The idea is to create competition for health insurance, thus driving down its price. Federal lawmakers know better than anyone that an effective lack of private-sector competition for health insurance is a key factor in its exorbitant cost. A federal law, the McCarran-Ferguson Act of 1945, empowers the insurance industry to create regional monopolies and to stifle price competition.
The law's unwarranted anti-trust exemption for insurers allows health insurers to act with impunity in ways that most business may not as a matter of federal law. It is fundamental to pricing arrangements that some insurers reach with certain providers, thus freezing out potential competitors.
Perhaps the most obvious impact of the exemption is the market dominance of certain insurers in certain regions. Just two insurers control more than half of the health insurance market in Pennsylvania, for example. And testimony during a U.S. Senate hearing last week produced several examples of overwhelming market dominance, including by one insurer that has 73 percent of the market in Arkansas.
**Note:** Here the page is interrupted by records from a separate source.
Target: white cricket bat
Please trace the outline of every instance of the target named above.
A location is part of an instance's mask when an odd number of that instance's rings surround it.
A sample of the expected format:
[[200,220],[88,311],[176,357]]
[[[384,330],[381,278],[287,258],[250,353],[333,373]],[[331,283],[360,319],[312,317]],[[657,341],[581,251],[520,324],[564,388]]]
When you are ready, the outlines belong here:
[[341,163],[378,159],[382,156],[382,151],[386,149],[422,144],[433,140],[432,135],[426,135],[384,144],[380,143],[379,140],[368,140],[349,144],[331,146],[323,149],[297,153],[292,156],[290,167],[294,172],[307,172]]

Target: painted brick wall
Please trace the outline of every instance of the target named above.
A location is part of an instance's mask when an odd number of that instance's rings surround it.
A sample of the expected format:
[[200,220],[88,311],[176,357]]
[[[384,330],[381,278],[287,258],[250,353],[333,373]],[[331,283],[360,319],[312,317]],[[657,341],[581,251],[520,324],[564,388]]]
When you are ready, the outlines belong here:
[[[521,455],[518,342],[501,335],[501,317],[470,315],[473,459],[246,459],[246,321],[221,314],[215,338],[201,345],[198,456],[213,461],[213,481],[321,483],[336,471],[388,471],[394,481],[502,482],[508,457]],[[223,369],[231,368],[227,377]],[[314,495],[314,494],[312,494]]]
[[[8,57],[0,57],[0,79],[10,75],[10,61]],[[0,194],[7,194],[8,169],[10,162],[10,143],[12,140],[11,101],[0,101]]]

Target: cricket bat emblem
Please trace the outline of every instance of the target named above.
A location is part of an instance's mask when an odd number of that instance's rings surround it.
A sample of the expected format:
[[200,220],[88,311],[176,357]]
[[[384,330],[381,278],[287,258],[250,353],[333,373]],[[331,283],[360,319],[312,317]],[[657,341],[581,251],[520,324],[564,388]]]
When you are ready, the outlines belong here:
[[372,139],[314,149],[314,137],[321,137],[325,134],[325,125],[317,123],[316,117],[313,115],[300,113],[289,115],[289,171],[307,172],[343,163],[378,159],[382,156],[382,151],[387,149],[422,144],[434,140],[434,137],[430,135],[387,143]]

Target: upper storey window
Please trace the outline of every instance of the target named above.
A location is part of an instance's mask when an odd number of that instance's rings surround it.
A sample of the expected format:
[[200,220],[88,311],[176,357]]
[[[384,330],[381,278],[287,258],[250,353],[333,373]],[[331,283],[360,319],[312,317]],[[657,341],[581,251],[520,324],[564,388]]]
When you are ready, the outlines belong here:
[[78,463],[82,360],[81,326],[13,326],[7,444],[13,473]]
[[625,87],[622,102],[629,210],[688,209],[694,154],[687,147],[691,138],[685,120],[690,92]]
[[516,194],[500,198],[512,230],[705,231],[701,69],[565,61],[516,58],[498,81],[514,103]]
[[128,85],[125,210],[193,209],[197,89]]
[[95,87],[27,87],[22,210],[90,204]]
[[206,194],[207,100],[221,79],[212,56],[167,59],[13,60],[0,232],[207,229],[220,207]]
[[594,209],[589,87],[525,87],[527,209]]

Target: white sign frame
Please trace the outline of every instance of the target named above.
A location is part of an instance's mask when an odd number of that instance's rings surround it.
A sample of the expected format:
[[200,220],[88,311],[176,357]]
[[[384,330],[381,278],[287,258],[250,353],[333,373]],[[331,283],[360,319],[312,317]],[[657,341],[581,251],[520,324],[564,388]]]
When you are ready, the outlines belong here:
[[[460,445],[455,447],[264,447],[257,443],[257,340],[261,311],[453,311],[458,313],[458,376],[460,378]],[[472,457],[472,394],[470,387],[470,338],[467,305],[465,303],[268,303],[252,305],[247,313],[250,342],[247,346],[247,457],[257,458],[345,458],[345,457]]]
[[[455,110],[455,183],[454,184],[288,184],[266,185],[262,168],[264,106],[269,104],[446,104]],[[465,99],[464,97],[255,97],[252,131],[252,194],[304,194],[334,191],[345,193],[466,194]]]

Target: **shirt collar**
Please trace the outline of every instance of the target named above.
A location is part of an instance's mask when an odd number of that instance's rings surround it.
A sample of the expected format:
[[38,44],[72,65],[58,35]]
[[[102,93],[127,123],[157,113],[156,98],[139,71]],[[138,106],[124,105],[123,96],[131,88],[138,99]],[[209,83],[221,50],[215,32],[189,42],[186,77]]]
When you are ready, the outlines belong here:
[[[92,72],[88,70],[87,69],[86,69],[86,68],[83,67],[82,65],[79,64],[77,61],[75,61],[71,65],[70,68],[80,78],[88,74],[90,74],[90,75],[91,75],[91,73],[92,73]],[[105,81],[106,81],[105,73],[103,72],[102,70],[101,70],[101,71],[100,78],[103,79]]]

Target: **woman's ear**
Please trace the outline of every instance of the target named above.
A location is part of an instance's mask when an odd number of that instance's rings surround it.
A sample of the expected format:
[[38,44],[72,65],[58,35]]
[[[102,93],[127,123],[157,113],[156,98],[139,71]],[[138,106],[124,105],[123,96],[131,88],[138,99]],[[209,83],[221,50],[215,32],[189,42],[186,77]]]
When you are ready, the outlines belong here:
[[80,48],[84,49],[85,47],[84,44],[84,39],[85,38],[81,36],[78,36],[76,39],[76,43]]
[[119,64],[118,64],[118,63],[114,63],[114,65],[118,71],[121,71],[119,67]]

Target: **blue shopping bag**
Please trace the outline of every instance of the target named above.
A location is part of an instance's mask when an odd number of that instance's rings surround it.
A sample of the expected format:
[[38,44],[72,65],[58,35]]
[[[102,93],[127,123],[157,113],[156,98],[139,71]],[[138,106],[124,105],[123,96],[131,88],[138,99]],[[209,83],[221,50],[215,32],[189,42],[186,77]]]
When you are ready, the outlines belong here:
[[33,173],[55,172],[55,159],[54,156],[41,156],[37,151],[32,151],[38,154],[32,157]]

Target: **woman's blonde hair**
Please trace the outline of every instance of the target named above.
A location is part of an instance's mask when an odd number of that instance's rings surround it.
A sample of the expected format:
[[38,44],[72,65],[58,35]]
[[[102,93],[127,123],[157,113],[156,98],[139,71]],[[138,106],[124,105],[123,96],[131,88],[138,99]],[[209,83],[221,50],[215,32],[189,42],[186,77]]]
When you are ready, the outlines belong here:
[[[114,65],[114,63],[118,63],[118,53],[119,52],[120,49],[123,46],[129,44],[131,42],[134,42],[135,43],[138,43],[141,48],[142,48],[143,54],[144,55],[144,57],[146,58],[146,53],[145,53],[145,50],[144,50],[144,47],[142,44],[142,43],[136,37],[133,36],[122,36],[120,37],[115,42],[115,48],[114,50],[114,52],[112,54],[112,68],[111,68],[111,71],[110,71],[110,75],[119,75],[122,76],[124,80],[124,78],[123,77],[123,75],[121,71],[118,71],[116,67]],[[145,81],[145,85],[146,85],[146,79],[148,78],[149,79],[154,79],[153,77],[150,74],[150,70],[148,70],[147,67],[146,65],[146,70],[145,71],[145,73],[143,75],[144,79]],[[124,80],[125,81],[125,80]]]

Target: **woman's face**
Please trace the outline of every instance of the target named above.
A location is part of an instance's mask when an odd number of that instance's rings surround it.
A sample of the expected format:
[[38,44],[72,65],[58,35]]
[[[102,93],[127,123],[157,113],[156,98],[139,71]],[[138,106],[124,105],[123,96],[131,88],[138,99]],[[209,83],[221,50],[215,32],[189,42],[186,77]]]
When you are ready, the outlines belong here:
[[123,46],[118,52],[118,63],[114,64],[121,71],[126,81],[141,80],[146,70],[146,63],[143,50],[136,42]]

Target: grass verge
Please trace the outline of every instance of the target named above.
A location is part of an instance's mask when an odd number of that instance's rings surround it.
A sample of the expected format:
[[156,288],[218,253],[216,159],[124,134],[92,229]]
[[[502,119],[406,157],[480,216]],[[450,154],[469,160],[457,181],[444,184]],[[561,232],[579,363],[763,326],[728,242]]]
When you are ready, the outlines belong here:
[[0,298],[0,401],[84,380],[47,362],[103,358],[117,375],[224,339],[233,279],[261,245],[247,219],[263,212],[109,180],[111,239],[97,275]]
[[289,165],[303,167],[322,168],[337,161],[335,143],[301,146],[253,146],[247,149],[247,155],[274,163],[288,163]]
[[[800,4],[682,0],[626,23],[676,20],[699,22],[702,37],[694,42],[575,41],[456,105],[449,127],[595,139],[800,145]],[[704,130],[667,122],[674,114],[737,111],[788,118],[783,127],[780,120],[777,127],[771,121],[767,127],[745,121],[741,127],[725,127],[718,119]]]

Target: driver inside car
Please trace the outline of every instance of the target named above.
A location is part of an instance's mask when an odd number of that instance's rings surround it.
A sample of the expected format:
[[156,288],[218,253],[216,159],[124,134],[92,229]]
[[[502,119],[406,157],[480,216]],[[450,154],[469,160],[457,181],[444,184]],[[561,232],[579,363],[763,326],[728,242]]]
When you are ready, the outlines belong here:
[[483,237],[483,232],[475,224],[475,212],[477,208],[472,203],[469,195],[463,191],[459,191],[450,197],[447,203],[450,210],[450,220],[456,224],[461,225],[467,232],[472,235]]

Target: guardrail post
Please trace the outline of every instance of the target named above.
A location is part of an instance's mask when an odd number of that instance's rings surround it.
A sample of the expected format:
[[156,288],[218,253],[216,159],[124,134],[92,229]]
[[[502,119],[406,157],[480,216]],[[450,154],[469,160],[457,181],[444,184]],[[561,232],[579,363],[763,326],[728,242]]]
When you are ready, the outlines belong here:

Instead of being subject the same anti-trust policy as other companies, insurers are regulated mostly at the state level. It was intervention by the Pennsylvania Insurance Department, for example, that thwarted a proposed merger of the state's two largest insurers - a combination that not only would have given them more than 70 percent of the market, but spurred a further flurry of combinations among other insurers.
But that consumer-oriented advocacy was a new phenomenon in Pennsylvania, where the department historically had most often done the bidding of the industry.
In some aspects of insurance state regulation makes more sense than federal regulation because insurance often reflects local conditions.
But there is no local condition that warrants shielding the entire insurance industry from anti-trust rules.
Sen. Patrick Leahy of Vermont, chairman of the Senate Judiciary Committee, has introduced a bill that would eliminate the anti-trust exemption for insurers.
It should pass as a means to spur price competition, especially for health insurance, regardless of whether the final health care bill includes a public option.